Колхозные бухгалтера задумчиво подсчитывали, сколько модий зерна соберут механизаторы по осени с каждого юнгера засеянной земли.
Строительство терм успешно завершалось. Уже протянут был водопровод от Американского пруда, где умельцы из районной строймеханизации приспособили для закачки воды электромоторы с поливальной системы «Фрегат».
Не обошлось в конце строительства и без конфузов. Бдительный манипул второй когорты Фобий Квинт углядел, что неутомимый прораб Бузулуцкой ПМК Виктор Власов часть кирпича, предназначенного для строительства терм, выгрузил во дворе своего дома. Не привыкший к российской вороватости манипул взял прораба за грудки и, ласково глядя в его побелевшие от страха глаза, выразился с краткостью истинного римлянина:
Виктор Власов торопливо закивал головой и в тот же вечер перенес кирпич со двора к строящимся термам вручную. Понимал — это тебе не родная милиция, допрашивать и акты составлять не станет, сделает, как обещал!
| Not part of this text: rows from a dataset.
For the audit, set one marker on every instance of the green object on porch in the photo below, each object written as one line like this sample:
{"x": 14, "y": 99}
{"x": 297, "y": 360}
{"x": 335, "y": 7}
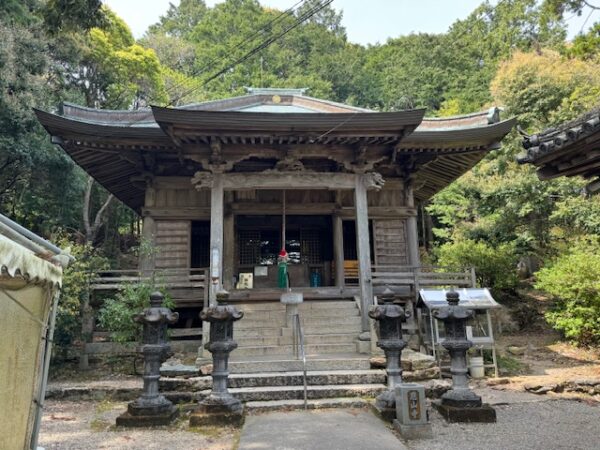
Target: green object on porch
{"x": 282, "y": 275}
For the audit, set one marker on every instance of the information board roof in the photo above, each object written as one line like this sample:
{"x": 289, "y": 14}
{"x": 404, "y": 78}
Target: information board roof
{"x": 472, "y": 298}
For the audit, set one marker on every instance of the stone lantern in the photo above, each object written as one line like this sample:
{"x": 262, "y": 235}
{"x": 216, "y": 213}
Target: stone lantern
{"x": 390, "y": 317}
{"x": 460, "y": 404}
{"x": 152, "y": 408}
{"x": 220, "y": 407}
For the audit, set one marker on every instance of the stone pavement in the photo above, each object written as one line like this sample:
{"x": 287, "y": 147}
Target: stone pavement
{"x": 344, "y": 429}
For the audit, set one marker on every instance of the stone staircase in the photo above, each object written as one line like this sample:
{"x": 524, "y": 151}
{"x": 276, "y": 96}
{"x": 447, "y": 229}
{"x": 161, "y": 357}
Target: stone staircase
{"x": 330, "y": 327}
{"x": 265, "y": 374}
{"x": 285, "y": 390}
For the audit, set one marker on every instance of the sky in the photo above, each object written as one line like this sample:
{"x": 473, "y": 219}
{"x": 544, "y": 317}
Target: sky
{"x": 366, "y": 21}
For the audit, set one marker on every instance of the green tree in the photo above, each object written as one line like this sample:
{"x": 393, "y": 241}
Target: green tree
{"x": 572, "y": 279}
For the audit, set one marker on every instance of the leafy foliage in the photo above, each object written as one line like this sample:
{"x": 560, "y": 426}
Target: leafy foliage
{"x": 572, "y": 279}
{"x": 116, "y": 315}
{"x": 495, "y": 266}
{"x": 75, "y": 291}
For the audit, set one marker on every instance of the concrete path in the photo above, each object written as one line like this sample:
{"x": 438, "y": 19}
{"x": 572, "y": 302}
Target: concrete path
{"x": 347, "y": 429}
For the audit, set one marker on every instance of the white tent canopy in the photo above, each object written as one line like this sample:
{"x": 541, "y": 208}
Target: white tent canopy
{"x": 29, "y": 284}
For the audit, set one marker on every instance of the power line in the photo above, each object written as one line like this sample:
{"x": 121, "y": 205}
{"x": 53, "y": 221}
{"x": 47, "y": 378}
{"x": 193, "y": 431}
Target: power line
{"x": 264, "y": 44}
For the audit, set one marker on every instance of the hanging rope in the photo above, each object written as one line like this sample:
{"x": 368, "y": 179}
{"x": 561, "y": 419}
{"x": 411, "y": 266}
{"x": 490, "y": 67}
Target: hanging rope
{"x": 283, "y": 223}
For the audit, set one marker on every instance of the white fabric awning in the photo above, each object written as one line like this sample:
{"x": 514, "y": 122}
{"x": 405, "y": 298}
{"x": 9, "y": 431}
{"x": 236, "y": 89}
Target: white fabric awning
{"x": 16, "y": 260}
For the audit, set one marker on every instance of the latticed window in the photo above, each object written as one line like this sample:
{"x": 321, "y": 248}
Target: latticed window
{"x": 249, "y": 243}
{"x": 310, "y": 246}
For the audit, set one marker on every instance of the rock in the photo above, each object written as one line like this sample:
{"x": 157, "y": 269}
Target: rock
{"x": 206, "y": 369}
{"x": 516, "y": 351}
{"x": 539, "y": 389}
{"x": 178, "y": 370}
{"x": 378, "y": 362}
{"x": 423, "y": 374}
{"x": 419, "y": 361}
{"x": 498, "y": 381}
{"x": 436, "y": 388}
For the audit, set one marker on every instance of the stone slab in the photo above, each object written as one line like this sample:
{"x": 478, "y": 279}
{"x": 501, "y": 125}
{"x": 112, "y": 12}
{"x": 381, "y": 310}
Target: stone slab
{"x": 414, "y": 432}
{"x": 483, "y": 414}
{"x": 348, "y": 429}
{"x": 220, "y": 419}
{"x": 128, "y": 420}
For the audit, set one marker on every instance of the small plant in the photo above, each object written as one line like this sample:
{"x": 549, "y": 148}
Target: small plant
{"x": 495, "y": 266}
{"x": 75, "y": 293}
{"x": 116, "y": 315}
{"x": 573, "y": 280}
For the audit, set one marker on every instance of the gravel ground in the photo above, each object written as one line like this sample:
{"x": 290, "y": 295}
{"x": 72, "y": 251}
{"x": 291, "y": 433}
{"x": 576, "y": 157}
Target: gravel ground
{"x": 525, "y": 422}
{"x": 90, "y": 425}
{"x": 532, "y": 425}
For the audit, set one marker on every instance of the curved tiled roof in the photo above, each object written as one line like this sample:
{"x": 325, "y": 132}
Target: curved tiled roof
{"x": 570, "y": 149}
{"x": 121, "y": 149}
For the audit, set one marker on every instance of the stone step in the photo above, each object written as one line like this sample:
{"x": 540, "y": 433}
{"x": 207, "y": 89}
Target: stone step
{"x": 239, "y": 334}
{"x": 267, "y": 393}
{"x": 307, "y": 305}
{"x": 312, "y": 349}
{"x": 335, "y": 377}
{"x": 330, "y": 322}
{"x": 330, "y": 313}
{"x": 283, "y": 364}
{"x": 343, "y": 328}
{"x": 340, "y": 338}
{"x": 322, "y": 403}
{"x": 258, "y": 322}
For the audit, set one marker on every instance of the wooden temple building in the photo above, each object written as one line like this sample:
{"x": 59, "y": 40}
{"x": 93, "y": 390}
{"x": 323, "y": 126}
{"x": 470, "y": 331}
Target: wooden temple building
{"x": 571, "y": 149}
{"x": 210, "y": 181}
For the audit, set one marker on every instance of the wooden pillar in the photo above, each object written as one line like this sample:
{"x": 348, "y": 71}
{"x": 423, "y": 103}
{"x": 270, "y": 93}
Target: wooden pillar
{"x": 228, "y": 244}
{"x": 146, "y": 261}
{"x": 412, "y": 231}
{"x": 363, "y": 249}
{"x": 216, "y": 236}
{"x": 338, "y": 250}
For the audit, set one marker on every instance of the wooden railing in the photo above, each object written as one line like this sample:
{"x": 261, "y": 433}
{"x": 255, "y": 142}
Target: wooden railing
{"x": 415, "y": 277}
{"x": 186, "y": 286}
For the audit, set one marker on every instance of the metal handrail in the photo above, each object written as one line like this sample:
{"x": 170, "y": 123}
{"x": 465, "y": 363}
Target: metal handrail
{"x": 299, "y": 351}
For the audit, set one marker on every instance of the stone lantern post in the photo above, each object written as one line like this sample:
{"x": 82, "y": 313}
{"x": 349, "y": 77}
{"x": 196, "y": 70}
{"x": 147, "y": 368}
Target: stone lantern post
{"x": 390, "y": 317}
{"x": 460, "y": 404}
{"x": 152, "y": 408}
{"x": 220, "y": 407}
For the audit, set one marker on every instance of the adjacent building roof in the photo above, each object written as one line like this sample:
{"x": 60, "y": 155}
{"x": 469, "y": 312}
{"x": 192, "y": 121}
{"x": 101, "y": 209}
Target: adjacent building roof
{"x": 121, "y": 149}
{"x": 571, "y": 149}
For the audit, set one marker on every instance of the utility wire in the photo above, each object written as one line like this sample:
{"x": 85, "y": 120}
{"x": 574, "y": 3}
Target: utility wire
{"x": 240, "y": 45}
{"x": 267, "y": 42}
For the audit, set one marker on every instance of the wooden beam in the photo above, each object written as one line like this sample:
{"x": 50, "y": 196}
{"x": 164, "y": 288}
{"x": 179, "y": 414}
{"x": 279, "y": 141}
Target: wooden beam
{"x": 228, "y": 245}
{"x": 216, "y": 236}
{"x": 338, "y": 250}
{"x": 412, "y": 232}
{"x": 363, "y": 248}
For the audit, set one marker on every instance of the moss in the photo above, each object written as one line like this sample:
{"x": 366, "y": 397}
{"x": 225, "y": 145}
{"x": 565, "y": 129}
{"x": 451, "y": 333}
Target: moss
{"x": 511, "y": 366}
{"x": 99, "y": 424}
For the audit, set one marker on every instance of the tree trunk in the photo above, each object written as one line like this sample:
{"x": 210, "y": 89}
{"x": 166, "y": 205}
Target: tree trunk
{"x": 91, "y": 229}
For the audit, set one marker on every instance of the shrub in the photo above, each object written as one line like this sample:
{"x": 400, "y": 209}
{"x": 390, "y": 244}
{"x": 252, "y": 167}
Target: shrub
{"x": 75, "y": 293}
{"x": 116, "y": 315}
{"x": 495, "y": 267}
{"x": 573, "y": 280}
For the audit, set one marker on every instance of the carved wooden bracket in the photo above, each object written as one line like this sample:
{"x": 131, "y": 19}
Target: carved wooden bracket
{"x": 203, "y": 180}
{"x": 373, "y": 180}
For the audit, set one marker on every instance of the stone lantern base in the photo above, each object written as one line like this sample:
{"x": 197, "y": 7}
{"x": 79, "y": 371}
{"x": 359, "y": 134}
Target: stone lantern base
{"x": 218, "y": 413}
{"x": 453, "y": 412}
{"x": 148, "y": 416}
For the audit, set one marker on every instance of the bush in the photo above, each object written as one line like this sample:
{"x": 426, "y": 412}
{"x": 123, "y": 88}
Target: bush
{"x": 75, "y": 293}
{"x": 116, "y": 315}
{"x": 574, "y": 281}
{"x": 495, "y": 267}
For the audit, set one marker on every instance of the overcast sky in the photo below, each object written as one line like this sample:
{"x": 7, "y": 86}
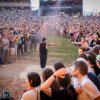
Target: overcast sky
{"x": 88, "y": 5}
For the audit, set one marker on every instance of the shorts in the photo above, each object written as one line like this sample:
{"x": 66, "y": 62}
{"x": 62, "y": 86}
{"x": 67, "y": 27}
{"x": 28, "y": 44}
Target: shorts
{"x": 12, "y": 51}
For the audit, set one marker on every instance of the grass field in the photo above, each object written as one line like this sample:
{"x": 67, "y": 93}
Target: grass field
{"x": 65, "y": 51}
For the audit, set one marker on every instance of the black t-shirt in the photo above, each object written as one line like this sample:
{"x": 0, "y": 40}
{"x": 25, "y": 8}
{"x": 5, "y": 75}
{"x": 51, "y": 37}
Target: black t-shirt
{"x": 64, "y": 94}
{"x": 43, "y": 96}
{"x": 43, "y": 50}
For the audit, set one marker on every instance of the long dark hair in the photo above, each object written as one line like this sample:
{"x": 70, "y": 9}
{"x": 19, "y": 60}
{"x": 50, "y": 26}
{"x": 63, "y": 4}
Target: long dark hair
{"x": 66, "y": 83}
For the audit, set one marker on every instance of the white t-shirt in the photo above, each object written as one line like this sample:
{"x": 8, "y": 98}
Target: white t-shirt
{"x": 31, "y": 95}
{"x": 90, "y": 91}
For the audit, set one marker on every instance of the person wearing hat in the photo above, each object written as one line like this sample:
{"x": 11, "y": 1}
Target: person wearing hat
{"x": 43, "y": 53}
{"x": 98, "y": 64}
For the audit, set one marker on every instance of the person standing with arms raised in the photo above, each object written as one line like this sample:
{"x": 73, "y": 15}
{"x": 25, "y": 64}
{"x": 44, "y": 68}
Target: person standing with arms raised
{"x": 43, "y": 53}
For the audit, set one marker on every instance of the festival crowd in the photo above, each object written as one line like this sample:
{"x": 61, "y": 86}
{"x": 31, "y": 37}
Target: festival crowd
{"x": 82, "y": 82}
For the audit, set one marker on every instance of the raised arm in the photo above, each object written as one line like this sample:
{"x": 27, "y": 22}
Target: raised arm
{"x": 46, "y": 85}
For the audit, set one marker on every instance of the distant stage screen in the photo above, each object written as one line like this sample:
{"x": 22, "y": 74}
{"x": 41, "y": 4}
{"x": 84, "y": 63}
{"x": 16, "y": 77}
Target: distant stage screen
{"x": 15, "y": 1}
{"x": 53, "y": 2}
{"x": 56, "y": 6}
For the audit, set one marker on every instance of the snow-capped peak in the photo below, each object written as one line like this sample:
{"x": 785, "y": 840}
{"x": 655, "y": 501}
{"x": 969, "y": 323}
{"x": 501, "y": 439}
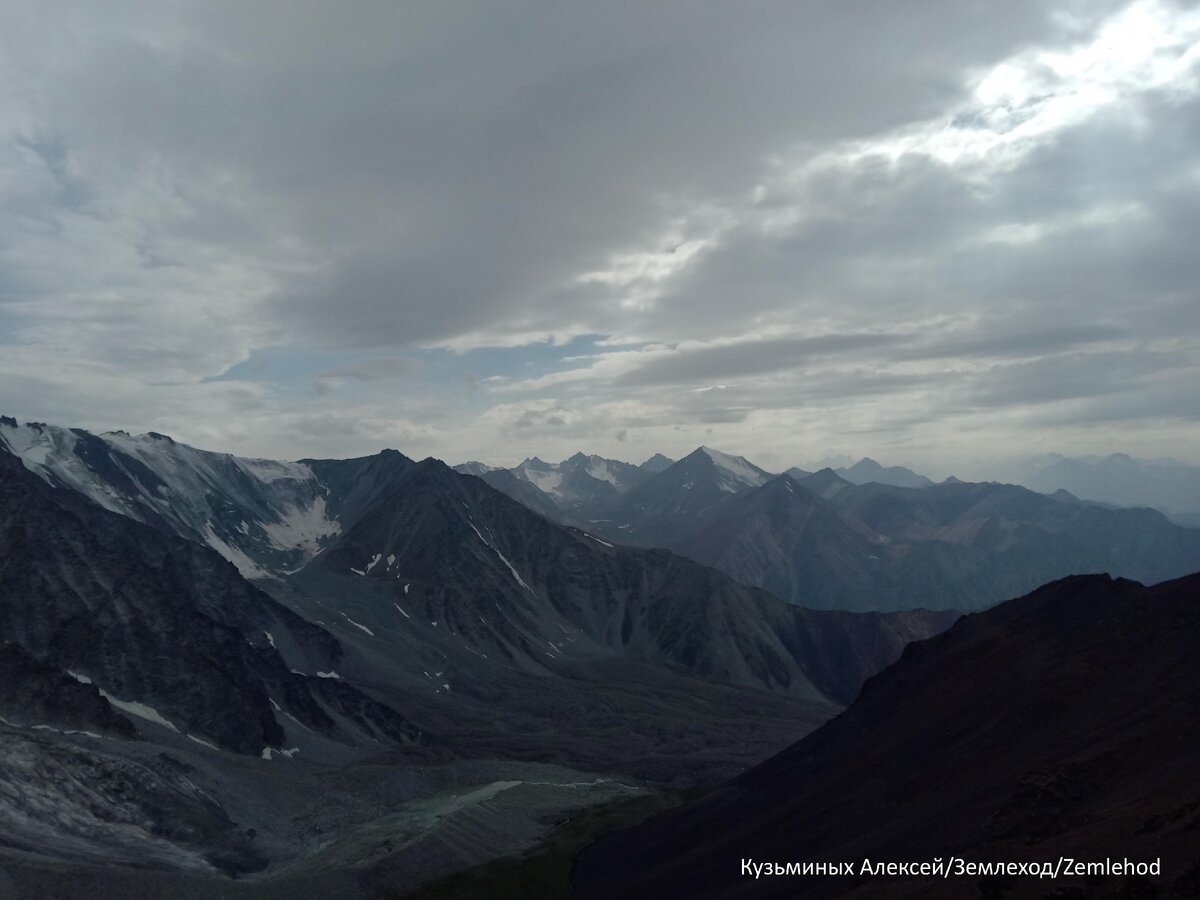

На открытие терм были приглашены первые лица района. Председатель исполкома Иван Акимович Волкодрало не скрывал своего восхищения — голубые бассейны с горячей и холодной водой, курящиеся благовониями ванны, столы, ломящиеся от яств, — все это действительно поражало воображение. При освящении терм был зарезан большой черных петух. Обезглавленная птица долго металась по залам терм, пятная голубой кафель кровью, и живучесть птицы была добрым предзнаменованием.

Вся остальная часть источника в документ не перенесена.